Tuesday, October 23, 2012

Romney vs Romney = Romnesia

Mitt Romney at last night's debate:
I want to invest in research. Research is great. Providing funding to universities and think tanks -- great. But investing in companies? Absolutely not. That's the wrong way to go.
Mitt Romney in his infamous Let Detroit Go Bankrupt op-ed.
I believe the federal government should invest substantially more in basic research — on new energy sources, fuel-economy technology, materials science and the like — that will ultimately benefit the automotive industry, along with many others. I believe Washington should raise energy research spending to $20 billion a year, from the $4 billion that is spent today. The research could be done at universities, at research labs and even through public-private collaboration.
I know we could all list hundreds of these contradictions if we wanted to spend the time collecting them. But this is one I hadn't seen talked about anywhere else. So just add it to the pile. 

1 comment:

  1. I've been busy lately, so not participating as usual. All well.

    This post deserves a response. The idea of Romney vs. Romney (I immediately thought of "Spy vs. Spy") is apt, and points to what is becoming clear to me this election is about. We have on the one side a rational politician you can disagree with, Barack Obama. In this sense, he is on the same side as candidate George Bush of 2000, and every other serious candidate in the history of our political system, or at least in my memory of it. GWB in 2000 was someone I couldn't stand, but I knew what it was that I couldn't stand. He made an argument that one could rebut.

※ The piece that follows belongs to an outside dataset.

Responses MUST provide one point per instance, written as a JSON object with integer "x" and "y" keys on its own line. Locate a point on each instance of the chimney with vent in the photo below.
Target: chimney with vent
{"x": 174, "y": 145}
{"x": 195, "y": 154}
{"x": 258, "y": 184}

    2004 was a somewhat exceptional election, full of lies, and the Kerry camp, trying hard to be as "tough" as Bush but smarter about it, didn't help. 2008 was as it happened something of a return to normal. We knew where both Obama and McCain stood in broad strokes and could disagree with either of them intelligently.

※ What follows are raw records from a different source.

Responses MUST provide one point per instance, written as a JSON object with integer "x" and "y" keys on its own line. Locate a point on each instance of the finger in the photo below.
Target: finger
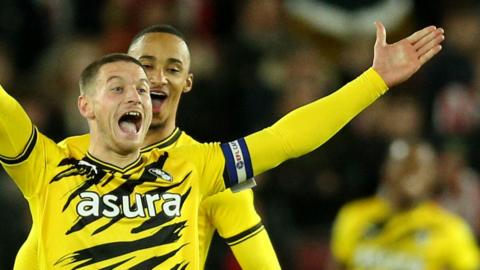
{"x": 430, "y": 54}
{"x": 428, "y": 38}
{"x": 415, "y": 37}
{"x": 381, "y": 34}
{"x": 431, "y": 44}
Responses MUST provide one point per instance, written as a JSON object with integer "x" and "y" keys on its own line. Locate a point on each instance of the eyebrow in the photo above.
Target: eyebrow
{"x": 153, "y": 58}
{"x": 113, "y": 78}
{"x": 145, "y": 81}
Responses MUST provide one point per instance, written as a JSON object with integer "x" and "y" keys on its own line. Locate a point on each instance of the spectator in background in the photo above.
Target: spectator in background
{"x": 402, "y": 227}
{"x": 461, "y": 193}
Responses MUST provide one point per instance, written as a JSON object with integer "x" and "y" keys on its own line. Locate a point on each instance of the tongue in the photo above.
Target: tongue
{"x": 156, "y": 105}
{"x": 128, "y": 127}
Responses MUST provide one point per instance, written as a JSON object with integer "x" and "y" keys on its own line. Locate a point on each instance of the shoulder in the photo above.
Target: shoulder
{"x": 79, "y": 143}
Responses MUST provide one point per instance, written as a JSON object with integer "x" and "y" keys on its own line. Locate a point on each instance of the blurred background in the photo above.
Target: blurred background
{"x": 253, "y": 61}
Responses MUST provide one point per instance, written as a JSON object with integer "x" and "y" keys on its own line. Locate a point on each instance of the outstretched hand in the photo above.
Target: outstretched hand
{"x": 396, "y": 62}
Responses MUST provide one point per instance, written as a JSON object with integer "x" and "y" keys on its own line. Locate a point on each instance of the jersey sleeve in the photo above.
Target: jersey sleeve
{"x": 344, "y": 234}
{"x": 24, "y": 152}
{"x": 308, "y": 127}
{"x": 256, "y": 252}
{"x": 238, "y": 223}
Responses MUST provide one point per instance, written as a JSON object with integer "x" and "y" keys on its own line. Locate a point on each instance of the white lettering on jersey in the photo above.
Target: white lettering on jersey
{"x": 113, "y": 205}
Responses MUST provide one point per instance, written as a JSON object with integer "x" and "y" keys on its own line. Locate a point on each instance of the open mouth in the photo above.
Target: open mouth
{"x": 130, "y": 122}
{"x": 158, "y": 96}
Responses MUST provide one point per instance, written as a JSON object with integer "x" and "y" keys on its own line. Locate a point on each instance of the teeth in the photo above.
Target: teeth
{"x": 133, "y": 114}
{"x": 157, "y": 94}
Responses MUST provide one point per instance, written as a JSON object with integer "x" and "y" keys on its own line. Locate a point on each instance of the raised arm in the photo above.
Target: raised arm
{"x": 16, "y": 128}
{"x": 308, "y": 127}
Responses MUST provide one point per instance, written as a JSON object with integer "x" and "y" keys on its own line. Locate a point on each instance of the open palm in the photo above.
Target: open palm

    Romney is very different. Where even Bush in 2004 seems clearly to have imagined that he was acting a part in a play, Romney is only about Romney. Most candidates reference fact, even when they get them wrong or distort them. Romney only references Romney, even when he is talking about someone or something else.

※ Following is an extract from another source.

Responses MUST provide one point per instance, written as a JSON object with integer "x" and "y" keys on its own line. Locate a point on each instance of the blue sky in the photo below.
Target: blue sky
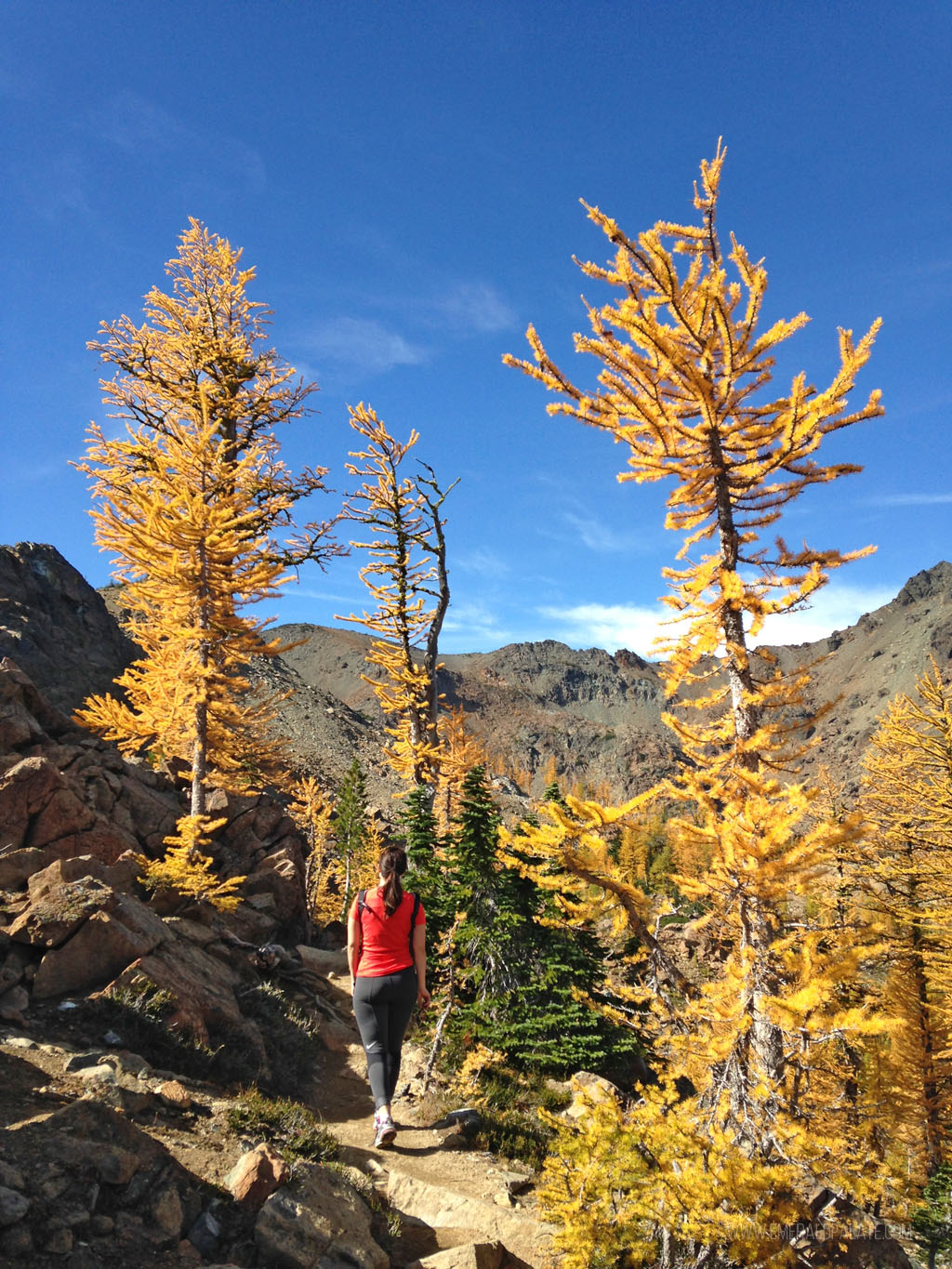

    The problem with this candidate is at some basic level epistemological. I know of no tool to actually know what is happening with him or what his candidacy means, other than it means Romney. I have some vague sense that he would pursue further social inequality and social immobility, but that's it. Nothing specific, and especially where geopolitical questions are concerned, nothing at all.

    We call this system democratic, but that implies that there is some process through which a "people" chooses its "government." If Romney wins, people will have chosen, in some literal epistemological sense, nothing at all. I am starting to feel that this is a much greater threat to the actually-existing democratic elements in our system than Citizens United.